Containerization

Containerization is a software deployment process that bundles an application’s code with all the files and libraries it needs to run on any infrastructure. Traditionally, to run any application on your computer, you had to install the version that matched your machine’s operating system. For example, you needed to install the Windows version of a software package on a Windows machine. However, with containerization, you can create a single software package, or container, that runs on all types of devices and operating systems. From AWS

Docker

Docker is a technology (not the only one) that enables you to package and run your applications in entities called Containers.

Image vs Container

The key difference between a Docker image vs. a container is that a Docker image is a read-only immutable template that defines how a container will be created. A Docker container is a runtime instance of a Docker image that gets created when the docker run command is implemented.

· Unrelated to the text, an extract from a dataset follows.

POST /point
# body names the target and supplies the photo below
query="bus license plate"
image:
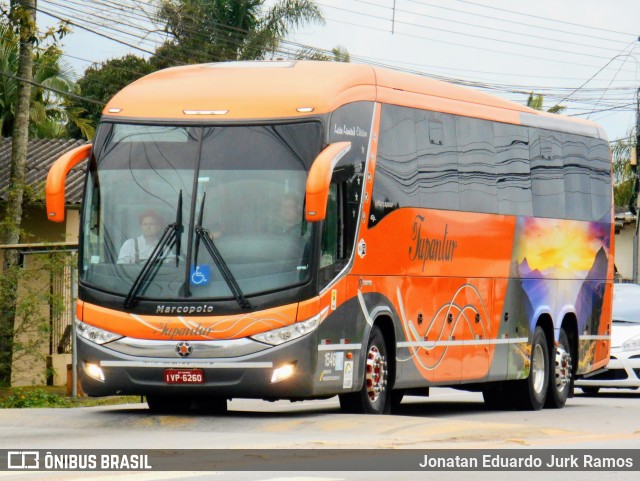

For instance, let's run a container based on an official Ubuntu image:

docker run -it ubuntu bash

The above command will pull the Ubuntu image (if not available on your system already) and run the bash command inside it. Now, you have a container from the image to play around with. The -it tag gives you an interactive shell so you can put your commands in. i for interactive and t for terminal.

Note that you can use public images from the community (anyone can build one and we're going to do same later in the course). To see the available public images, head to Docker Hub.

Exercise: Run a container with an interactive shell and create a file. Then, create another container based on the same image and see if the file exists. Spoiler alert: it won't!

Creating a new image from a container

Although images are immutable, it is possible to make changes to a running container with the commit command and then create a new image out of it. The process is the opposite of run. With run, you turn an image to a container; with commit, you turn a container to an image.

docker commit <container-id> <repo>:<tag>

Docker main process

A container’s main running process is the ENTRYPOINT and/or CMD at the end of the Dockerfile. It is generally recommended that you separate areas of concern by using one service per container. That service may fork into multiple processes (for example, Apache web server starts multiple worker processes). When this process exists, the container exists as well.

For some images, such as Ubuntu, we can replace the main process by providing a command at the end of the docker run command.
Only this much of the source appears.